Por haberme ayudado a crecer dentro del mundo académico y por seguir acogiéndome generosamente cada vez que vuelvo a ella, mi gratitud infinita a la Universidad de Murcia, mi casa. Y a la Facultad de Ciencias de la Empresa de la Universidad Politécnica de Cartagena, por haberme albergado temporalmente en sus magníficas instalaciones del antiguo Cuartel de Instrucción de Marinería, proporcionándome meses de sosiego para trabajar en este proyecto.

Por haber sobrevolado el texto en distintos momentos y fases, a Manolo Cantera, que llegó desde la otra orilla del Mediterráneo arrastrando un perro, una podadora de signos y tiempos, y un cargamento de sabiduría, ironía y complicidad. Y a Miguel Zugasti, que nos adentró en el campus de UCSB, recogió con generosidad el guante que le lancé y juzgó mis letras con ojo filológico de aroma californiano.

Por haberme aportado detalles, recuerdos y anécdotas del paso por Cartagena de los marinos de la U. S. Navy, quiero dejar constancia de varios reconocimientos. Al almirante Adolfo Baturone, por sus especificaciones técnicas sobre la armada norteamericana y su funcionamiento en España. A Tata Albert, por abrirme las puertas de su casa: la misma que, en mi imaginación, fue también la del capitán Harris y su simpar esposa Loretta. A Juan Antonio Gómez Vizcaíno, por ofrecerme sin él saberlo todo un arsenal de datos a partir de sus completísimos artículos periodísticos. Y, extendiendo el perímetro, a todos los que me han proporcionado memorias nostálgicas sobre la vida en la ciudad en esos años cincuenta que yo no conocí y, entre ellos, de manera muy especial, a Juan Ignacio Ferrández.

Volviendo la mirada al ámbito personal, mi gratitud eterna a mis hijos Bárbara y Jaime —que, como los de Blanca Perea, empiezan a crecer y a volar mucho antes de lo que yo quisiera— por no dejarme despegar los pies del suelo, reírse de mí, pelear por lo que quieren y no darme más carrete del justo. Y a su padre, Manolo Castellanos, por guardar el fuerte durante mis ausencias y ser el más férreo apoyo en mi vida de todos los días, que es de verdad la importante.

Por todo y como siempre, a mis padres, a mis intensos hermanos y a sus proles cada vez más numerosas, que son, sin sombra de duda, la sal de la vida.
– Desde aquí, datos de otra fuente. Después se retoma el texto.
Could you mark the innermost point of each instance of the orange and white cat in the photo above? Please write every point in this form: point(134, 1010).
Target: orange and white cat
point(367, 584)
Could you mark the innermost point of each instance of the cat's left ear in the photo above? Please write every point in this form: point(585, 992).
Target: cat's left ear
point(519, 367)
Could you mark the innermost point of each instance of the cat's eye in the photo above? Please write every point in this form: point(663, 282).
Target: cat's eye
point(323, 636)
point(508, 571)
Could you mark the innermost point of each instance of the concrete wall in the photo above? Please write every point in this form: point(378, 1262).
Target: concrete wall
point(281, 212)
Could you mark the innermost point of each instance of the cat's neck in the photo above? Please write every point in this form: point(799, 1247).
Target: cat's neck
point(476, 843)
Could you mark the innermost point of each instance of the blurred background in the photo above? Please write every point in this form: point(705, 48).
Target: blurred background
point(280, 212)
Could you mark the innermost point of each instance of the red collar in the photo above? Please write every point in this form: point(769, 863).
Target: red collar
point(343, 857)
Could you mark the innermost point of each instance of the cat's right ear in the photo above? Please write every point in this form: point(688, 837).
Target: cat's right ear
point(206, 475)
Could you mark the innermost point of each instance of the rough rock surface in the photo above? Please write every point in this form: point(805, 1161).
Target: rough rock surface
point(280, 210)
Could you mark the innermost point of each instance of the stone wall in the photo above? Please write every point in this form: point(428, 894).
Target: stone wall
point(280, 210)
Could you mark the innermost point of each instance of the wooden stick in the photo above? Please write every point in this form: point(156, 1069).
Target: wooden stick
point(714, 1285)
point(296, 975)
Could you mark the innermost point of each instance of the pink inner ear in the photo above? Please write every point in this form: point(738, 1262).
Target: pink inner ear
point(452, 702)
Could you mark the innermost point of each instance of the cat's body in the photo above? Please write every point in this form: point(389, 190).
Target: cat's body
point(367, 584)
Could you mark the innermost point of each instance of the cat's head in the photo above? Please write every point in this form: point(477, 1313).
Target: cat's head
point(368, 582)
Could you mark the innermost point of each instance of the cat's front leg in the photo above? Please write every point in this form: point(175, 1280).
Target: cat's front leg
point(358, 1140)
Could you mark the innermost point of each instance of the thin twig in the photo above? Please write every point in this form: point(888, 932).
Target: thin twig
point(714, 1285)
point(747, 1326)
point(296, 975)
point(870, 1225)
Y, cómo no, a mi familia periférica otra vez, tantos y tan queridos y próximos.

A mis amigos del vino y la crème, que siguen siendo los de siempre y están donde siempre han estado: un poco más viejos, un poco más sabios, igual de imprescindibles.

Enfocando a aquellos que han participado desde dentro en esta nueva aventura, mi gratitud al Grupo Planeta por haber confiado otra vez en mí y, de un modo particular, a toda la espléndida tropa de Temas de Hoy, que ha trabajado desde distintos flancos para hacer posible esta novela sin decaer en el empuje de su predecesora. A Isabel Santos, la mejor encargada de comunicación del mundo mundial. A Ruth González por su simpatía y su eficiencia con rapidez de rayo, a Emilio Albi por su dedicación y rigor, a Germán Carrillo y a Helena Rosa desde Barcelona por esa creatividad incombustible, a Silvia Axpe por abrirme ventanas a la presencia digital, a Diana Collado por haberse asentado llena de ganas y empuje, y a Ana Lafuente por brindarme siempre su calidez. Por estar al mando de estos magníficos profesionales y del peso de la editorial, a Belén López Celada, nuestra directora, a quien tanto admiraba antes y a quien ahora, en esta nueva etapa entrañable de su vida, admiro más aún. Y como decimos entre las filólogas inglesas que las dos llevamos dentro, last but not least y desde el fondo de mi corazón, a mi editora Raquel Gisbert, tan lista, tan cómplice, tan humana, tan amiga.

A mi agente Antonia Kerrigan por impulsarme al mundo con esa fuerza de misil que solo ella tiene. A Lola Gulias —con quien tanto comparto y a quien tanto quiero y debo— y al resto del magnífico equipo de la agencia literaria por su competencia y absoluta disponibilidad.

Y finalmente, a todos los lectores que a lo largo de tres años irrepetibles me han inyectado su ilusión y me han pedido que siga escribiendo historias que les rocen el alma y les hagan pensar que lo mejor de la vida, muchas veces, todavía está por llegar.